彼らを閉じ込めた犯人は誰なのか、そしてその意図は何なのかというフーダニットとホワイに注力した見せ方のほか、タイトルにもあるトレーラーハウスが転じてトラップ・ハウスとなってしまったところから敵の罠と仕掛けを推理していくというエンタメ方向にもキッチリと配慮した見せ場が用意されているところは秀逸です。

とはいえそこは石持ミステリでありますから、罠とはいっても、力づくでドカーンと弾けるような大仰な仕掛けではなく、梅安よろしく盆の窪にグサリと仕留めるのはいいとしても、獲物の思考を先回りして仕掛けた罠というのがただの画鋲という、小学生の悪戯レベルだったりするのにはチと苦笑い。

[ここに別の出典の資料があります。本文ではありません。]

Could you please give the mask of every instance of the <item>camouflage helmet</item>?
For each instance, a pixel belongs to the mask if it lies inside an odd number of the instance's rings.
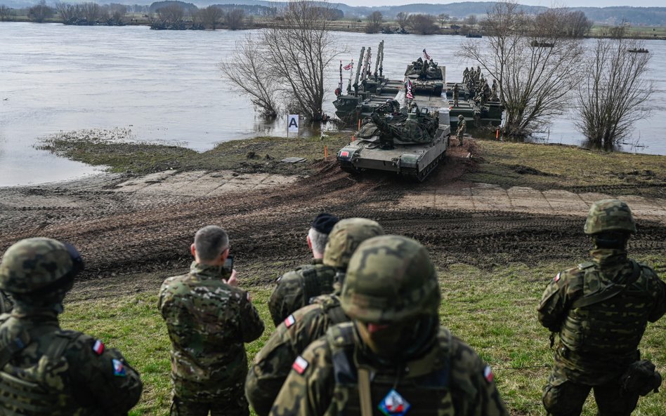
[[[340,295],[352,319],[400,323],[438,314],[441,295],[425,248],[412,239],[381,236],[351,256]]]
[[[82,269],[81,257],[72,246],[52,239],[25,239],[3,255],[0,289],[15,294],[48,295],[63,286],[58,282],[63,277],[73,277]]]
[[[587,220],[585,221],[585,234],[596,234],[604,231],[636,232],[636,222],[626,202],[618,199],[602,199],[589,208]]]
[[[341,220],[328,235],[324,249],[324,264],[346,269],[351,255],[363,241],[384,235],[384,229],[377,221],[367,218]]]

犯人捜しを突き詰めていくにつれ、彼らの隠された過去と、プロローグに描かれた親友の死の真相が仄めかされていくのですが、この過去は石持ミステリらしい気持ち悪い倫理を前面に押し出した集団を絡めてはいるものの、それほど大きくクローズアップされることはありません。むしろ本作の場合、そうした気持ち悪い倫理感を極力表に見せないことで、ノンケの読者にも配慮したのではないかと勘ぐってしまうほどのおとなしさで、このあたりの過剰な気配りに、石持マニアは物足りないと感じてしまうカモしれません。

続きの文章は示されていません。